Deutsche Post holds the cleaner structural position, with the lead spread across profitability and growth. Owens Corning still has the edge on valuation, which keeps the comparison from looking entirely one-sided. On the market side, Deutsche Post is in better shape — its trend is intact while Owens Corning's trend has broken down. That puts structure and market broadly in agreement — Deutsche Post's lead looks more confirmed than conflicted.
The comparison is based on similar long-term financial trajectories, not sector labels. Peer scores are normalised within each company's primary universe (DHL.DE: HDAX, OC: Russell 1000).
This is not just a one-metric split: both profitability and growth materially support the lead. The overall score gap is 32 points in favour of Deutsche Post AG.
This pair is matched through long-term financial trajectory similarity within the selected peer universe.
The pair sits on a clearly comparable long-term path, though it is not a near-twin match.
The match is driven mainly by margin consistency and recent revenue growth.
Scores reflect position relative to comparable companies with similar long-term financial trajectories.
The largest gaps do not all point in the same direction.
Left means cheaper relative valuation. Higher means stronger structure.
Deutsche Post AG is stronger, but the price setup still looks more supportive for Owens Corning.
Valuation position uses peer-relative PE percentile (idx_pct_pe) and Forward P/E where available.
Where DHL.DE and OC each sit in their own 5-year price and valuation history.
Describes historical entry positioning only. Descriptive — not investment advice.
Capital efficiency adds support, with a 6.9-point ROIC advantage.
Absolute pricing still looks more supportive for Owens Corning, with a forward P/E that is 2.1 turns lower there.
The lead is built on both profitability and growth — though valuation still provides a counterweight.
Break down the DHL.DE vs OC comparison across all dimensions with the full interactive tool.
Explore how DHL.DE and OC each compare against other companies in their peer groups.
Rule-based, descriptive analysis only. Derived from peer percentile dimensions. Not investment advice. Peer groups are determined algorithmically based on structural similarity — not by sector classification alone.
AssetNext scores reflect each company's structural position within its functional peer group — not a ranking against all stocks simultaneously. Peers are identified by similarity across eight financial dimensions, including revenue growth trajectory, margin structure, capital intensity, and earnings stability. A score of 75 means the company ranks in the top quartile within its own peer group, not the entire market.
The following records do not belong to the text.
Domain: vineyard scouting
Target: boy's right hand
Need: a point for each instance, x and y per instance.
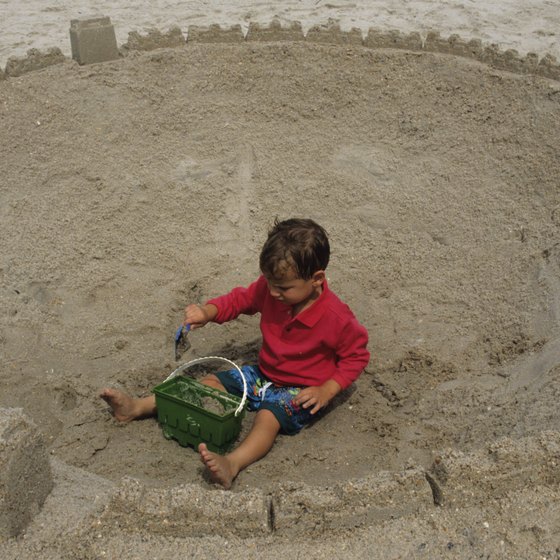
(198, 315)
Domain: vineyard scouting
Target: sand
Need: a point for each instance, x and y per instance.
(132, 188)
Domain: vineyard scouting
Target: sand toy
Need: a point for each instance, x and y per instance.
(193, 413)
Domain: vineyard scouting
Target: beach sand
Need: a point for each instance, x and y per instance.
(132, 188)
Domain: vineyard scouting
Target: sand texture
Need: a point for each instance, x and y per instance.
(132, 188)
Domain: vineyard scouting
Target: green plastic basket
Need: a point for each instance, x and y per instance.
(184, 413)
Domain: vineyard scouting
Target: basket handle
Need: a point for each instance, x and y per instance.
(187, 365)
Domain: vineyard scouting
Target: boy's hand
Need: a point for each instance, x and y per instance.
(317, 397)
(198, 315)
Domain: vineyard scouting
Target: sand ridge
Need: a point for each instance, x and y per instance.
(148, 183)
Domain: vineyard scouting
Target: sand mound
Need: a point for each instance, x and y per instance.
(132, 188)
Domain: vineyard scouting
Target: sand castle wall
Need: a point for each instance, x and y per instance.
(330, 34)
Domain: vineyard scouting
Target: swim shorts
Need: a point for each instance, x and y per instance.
(262, 394)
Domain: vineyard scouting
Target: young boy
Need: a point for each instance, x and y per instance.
(312, 345)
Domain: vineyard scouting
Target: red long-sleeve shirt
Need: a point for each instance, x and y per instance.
(324, 341)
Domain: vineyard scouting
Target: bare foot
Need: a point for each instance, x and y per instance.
(124, 407)
(220, 468)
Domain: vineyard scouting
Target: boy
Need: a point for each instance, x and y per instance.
(312, 345)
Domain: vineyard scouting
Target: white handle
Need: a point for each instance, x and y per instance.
(186, 365)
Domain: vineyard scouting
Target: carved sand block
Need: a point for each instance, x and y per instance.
(93, 40)
(155, 39)
(215, 34)
(376, 39)
(25, 472)
(332, 34)
(275, 32)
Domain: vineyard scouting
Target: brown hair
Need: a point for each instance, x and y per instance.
(298, 243)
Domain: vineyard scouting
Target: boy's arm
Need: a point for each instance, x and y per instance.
(198, 315)
(318, 397)
(352, 358)
(247, 301)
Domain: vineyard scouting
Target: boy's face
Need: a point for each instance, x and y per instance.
(294, 291)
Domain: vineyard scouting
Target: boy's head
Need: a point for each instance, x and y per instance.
(297, 247)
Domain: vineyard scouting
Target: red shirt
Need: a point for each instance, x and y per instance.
(324, 341)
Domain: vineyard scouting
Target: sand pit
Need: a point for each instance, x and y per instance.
(132, 188)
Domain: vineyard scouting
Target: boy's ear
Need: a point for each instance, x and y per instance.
(318, 278)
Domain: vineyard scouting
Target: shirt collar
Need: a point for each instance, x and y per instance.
(310, 316)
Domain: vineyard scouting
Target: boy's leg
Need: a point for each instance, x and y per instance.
(224, 469)
(125, 408)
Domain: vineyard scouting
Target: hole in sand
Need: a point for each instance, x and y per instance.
(136, 187)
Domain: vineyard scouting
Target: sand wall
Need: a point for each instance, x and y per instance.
(510, 60)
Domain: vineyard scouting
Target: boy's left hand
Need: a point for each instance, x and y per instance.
(317, 397)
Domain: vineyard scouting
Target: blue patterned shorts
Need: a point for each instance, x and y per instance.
(262, 394)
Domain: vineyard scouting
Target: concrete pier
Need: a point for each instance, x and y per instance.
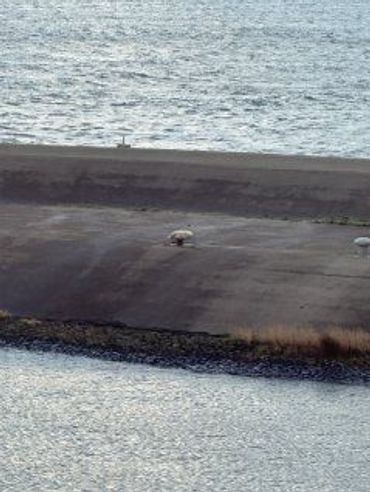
(83, 235)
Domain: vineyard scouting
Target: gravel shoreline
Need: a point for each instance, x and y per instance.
(161, 348)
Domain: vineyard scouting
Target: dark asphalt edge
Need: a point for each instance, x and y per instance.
(326, 371)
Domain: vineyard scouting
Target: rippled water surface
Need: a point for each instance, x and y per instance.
(76, 424)
(274, 76)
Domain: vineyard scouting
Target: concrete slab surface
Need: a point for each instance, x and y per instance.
(104, 263)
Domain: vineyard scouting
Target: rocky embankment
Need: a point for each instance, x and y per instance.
(200, 352)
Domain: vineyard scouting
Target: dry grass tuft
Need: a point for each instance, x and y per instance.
(330, 342)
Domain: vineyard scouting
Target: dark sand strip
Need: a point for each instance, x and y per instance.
(228, 183)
Four dimension scores drive the overall peer score: Growth (revenue trajectory and expansion dynamics), Quality (margin structure and capital efficiency), Valuation (peer-relative pricing on standard multiples), and Stability (earnings consistency and financial predictability). Each dimension is scored 0–100 relative to the peer group, then combined into an overall peer score using equal weighting.
Because scores are peer-relative, the same company can have slightly different scores in different index universes. On comparison pages, both companies are shown within their shared peer universe wherever possible — so the scores are directly comparable. The peer basis is stated on each score card.
Scores are recalculated periodically as underlying financial data is updated. All analysis is descriptive and rule-based — AssetNext describes structural realities and never issues buy, sell or hold recommendations.